Blinding the study properly was a challenge, because hydroxychloroquine formulations at the time had a strong, unpleasant taste. Dr. Esdaile worked with the drug manufacturer to obtain a drug and a placebo in identical shapes. To help with the disguise, the placebos were coated with a trace amount of hydroxychloroquine (<1 mg), so they would also have an unpleasant taste.
The group assessed patients every four weeks over a 24-week period using standard clinical assessments and laboratory tests. Final analyses included 47 patients with lupus.1 Using data from Dr. Rothfield’s work, Dr. Esdaile and colleagues estimated that staying on hydroxychloroquine would reduce flares by about 50% with their study design.
Dr. Esdaile and colleagues found the relative risk of a clinical flare-up (the primary outcome) was 2.5 times higher in patients taking placebo than in those who had continued to take hydroxychloroquine. Moreover, the relative risk of the secondary outcome, severe disease exacerbation, was six times higher in patients taking placebo than in those who had continued taking hydroxychloroquine. (This, however, did not reach statistical significance, which was unsurprising given study size and length.)
The findings also provided early evidence that hydroxychloroquine treatment might reduce nephritic flares successfully. Efforts to properly blind the study were successful, with only 53% of participants correctly guessing whether they were taking hydroxychloroquine or placebo.1
“It was a remarkably simple study, and the preventive role of hydroxychloroquine was so strong,” Dr Petri remarks. She contrasts the sample size with those found in modern studies using much higher numbers of patients. She adds, “I often say if something really works, you don’t need a lot of patients to show it. And that’s one reason why I think this is such a wonderful study.”

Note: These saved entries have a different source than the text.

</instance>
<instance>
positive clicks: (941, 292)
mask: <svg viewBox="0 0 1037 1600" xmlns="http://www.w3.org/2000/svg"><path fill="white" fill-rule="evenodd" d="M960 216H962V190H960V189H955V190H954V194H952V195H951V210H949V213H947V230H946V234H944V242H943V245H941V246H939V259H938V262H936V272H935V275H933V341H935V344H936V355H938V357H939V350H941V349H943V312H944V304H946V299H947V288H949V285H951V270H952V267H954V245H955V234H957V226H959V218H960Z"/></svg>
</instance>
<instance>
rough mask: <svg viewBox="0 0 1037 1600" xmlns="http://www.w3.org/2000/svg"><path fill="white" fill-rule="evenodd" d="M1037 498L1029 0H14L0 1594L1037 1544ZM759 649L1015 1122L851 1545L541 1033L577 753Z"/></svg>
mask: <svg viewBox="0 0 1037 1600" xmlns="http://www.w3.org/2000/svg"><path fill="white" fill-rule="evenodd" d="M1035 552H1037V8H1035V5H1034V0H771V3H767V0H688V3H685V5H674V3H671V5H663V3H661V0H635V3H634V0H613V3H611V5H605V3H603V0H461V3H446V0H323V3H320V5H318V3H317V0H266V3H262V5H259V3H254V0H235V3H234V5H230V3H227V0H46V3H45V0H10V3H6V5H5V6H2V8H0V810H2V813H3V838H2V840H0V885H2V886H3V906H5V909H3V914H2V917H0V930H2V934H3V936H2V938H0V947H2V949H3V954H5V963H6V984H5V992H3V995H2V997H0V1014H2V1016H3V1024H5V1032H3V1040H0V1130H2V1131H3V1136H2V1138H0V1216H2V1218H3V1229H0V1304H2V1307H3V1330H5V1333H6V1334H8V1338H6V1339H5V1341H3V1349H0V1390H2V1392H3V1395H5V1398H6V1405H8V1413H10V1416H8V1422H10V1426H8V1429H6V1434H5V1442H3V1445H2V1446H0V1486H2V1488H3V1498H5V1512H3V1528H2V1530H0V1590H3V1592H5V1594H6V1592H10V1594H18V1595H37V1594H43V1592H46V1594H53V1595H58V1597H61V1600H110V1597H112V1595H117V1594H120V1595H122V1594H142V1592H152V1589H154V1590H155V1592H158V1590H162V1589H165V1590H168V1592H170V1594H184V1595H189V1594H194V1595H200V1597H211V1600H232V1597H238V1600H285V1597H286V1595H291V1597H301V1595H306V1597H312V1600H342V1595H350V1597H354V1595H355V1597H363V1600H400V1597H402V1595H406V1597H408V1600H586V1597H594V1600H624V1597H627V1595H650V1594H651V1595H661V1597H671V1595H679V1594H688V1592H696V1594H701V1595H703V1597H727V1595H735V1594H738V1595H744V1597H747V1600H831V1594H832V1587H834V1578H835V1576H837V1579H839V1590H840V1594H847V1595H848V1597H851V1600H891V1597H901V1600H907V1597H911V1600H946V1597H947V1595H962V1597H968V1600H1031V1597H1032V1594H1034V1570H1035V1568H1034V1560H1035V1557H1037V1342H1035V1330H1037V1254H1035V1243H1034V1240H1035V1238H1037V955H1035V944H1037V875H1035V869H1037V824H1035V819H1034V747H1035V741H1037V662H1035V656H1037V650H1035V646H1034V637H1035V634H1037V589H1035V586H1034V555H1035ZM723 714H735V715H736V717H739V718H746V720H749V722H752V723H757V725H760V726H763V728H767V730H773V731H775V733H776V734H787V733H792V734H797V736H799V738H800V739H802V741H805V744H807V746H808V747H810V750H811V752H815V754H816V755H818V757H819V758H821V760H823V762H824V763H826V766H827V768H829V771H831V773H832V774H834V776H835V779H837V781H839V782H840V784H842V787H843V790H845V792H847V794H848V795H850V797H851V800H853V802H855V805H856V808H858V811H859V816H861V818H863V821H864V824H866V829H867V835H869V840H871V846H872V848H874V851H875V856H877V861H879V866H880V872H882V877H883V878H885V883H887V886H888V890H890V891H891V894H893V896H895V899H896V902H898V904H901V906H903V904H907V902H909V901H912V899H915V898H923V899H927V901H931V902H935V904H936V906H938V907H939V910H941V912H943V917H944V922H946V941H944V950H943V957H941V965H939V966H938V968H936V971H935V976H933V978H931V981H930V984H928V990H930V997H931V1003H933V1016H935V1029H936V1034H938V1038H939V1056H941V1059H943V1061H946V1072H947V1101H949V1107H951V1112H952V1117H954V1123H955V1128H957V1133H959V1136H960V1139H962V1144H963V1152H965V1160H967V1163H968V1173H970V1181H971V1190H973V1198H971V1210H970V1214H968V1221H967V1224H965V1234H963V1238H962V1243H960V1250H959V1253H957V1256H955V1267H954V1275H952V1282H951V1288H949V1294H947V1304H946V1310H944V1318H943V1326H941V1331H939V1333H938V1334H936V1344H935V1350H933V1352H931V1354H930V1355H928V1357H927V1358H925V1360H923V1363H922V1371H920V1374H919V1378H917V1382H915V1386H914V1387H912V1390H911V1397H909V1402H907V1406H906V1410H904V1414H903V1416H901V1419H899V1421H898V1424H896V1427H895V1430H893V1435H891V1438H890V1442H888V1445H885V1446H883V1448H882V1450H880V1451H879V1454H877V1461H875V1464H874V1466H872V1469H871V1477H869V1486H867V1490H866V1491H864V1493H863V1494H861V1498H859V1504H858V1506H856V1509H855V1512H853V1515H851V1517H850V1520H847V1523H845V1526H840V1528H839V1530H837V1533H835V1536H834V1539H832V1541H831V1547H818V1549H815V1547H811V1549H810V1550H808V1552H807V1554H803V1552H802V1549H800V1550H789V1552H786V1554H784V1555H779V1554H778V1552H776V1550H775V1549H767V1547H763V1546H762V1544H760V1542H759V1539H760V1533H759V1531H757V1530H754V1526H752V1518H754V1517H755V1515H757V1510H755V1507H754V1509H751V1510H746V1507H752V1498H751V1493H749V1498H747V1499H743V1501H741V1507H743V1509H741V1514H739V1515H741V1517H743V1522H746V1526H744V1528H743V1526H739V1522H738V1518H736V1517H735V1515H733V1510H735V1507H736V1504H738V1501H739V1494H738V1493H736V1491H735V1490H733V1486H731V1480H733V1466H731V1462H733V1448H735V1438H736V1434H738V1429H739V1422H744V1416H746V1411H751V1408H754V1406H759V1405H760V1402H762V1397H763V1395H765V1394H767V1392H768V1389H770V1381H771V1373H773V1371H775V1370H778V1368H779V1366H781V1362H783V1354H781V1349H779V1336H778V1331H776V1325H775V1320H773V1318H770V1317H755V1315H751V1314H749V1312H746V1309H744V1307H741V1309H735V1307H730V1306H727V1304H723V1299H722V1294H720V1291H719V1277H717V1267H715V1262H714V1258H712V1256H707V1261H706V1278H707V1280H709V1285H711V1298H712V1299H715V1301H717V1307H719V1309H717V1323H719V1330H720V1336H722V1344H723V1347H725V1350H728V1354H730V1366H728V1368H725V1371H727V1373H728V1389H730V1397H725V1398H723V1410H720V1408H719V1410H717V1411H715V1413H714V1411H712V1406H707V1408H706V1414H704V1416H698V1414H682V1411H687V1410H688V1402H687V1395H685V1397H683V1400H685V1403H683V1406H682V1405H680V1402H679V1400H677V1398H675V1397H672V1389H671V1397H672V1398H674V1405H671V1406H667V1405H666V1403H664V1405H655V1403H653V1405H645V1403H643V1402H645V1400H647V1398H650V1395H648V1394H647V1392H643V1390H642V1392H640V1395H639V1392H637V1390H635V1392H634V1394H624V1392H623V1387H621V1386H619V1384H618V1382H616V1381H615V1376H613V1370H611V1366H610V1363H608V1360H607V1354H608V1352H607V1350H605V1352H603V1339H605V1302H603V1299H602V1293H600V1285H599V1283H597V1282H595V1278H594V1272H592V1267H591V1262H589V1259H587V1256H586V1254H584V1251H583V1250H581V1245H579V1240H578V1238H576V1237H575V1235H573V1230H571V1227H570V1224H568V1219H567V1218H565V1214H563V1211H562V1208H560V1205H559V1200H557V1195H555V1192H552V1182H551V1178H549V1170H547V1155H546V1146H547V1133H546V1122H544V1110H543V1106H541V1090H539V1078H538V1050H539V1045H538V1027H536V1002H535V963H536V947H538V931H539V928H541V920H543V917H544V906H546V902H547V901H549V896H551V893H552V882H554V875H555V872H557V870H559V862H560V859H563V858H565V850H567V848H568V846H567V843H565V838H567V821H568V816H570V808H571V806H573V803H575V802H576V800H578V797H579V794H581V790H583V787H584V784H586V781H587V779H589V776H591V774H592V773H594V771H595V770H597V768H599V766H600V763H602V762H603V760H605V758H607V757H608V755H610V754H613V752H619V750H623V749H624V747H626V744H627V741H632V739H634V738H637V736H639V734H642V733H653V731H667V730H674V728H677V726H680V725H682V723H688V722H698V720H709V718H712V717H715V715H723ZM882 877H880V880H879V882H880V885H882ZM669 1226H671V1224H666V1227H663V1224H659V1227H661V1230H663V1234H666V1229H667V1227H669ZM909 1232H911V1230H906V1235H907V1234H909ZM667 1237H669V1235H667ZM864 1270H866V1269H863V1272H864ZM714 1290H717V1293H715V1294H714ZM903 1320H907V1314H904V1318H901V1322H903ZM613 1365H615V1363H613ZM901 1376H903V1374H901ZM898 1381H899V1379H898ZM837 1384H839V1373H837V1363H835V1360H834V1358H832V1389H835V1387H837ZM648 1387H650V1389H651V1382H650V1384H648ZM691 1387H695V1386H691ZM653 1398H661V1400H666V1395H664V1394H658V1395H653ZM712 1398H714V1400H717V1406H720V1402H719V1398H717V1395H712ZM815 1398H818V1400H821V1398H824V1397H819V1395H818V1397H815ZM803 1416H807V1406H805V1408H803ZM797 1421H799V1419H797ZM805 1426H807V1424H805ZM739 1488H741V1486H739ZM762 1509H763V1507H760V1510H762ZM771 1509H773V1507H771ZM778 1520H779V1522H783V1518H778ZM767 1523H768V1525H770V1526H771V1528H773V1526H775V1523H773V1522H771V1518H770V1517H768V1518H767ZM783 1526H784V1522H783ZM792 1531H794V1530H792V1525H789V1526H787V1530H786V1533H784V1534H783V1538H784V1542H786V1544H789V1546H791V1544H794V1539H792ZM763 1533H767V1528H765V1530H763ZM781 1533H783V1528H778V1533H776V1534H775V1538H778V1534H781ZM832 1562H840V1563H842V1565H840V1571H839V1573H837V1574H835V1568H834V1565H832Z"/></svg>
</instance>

The randomized withdrawal trial design is now only rarely used in lupus, although it is still sometimes employed in juvenile chronic arthritis studies. Dr. Petri says, “I think this shows that maybe we’ve forgotten it’s a good study design.”
Randomized withdrawal trials do present problems of generalizability. For example, such a trial design excludes patients who had previously discontinued hydroxychloroquine due to lack of response, toxicity or other factors, and thus may tend to overestimate efficacy.
But Dr. Esdaile emphasizes that one of the design’s strengths is the ability to show an effect with a smaller sample size.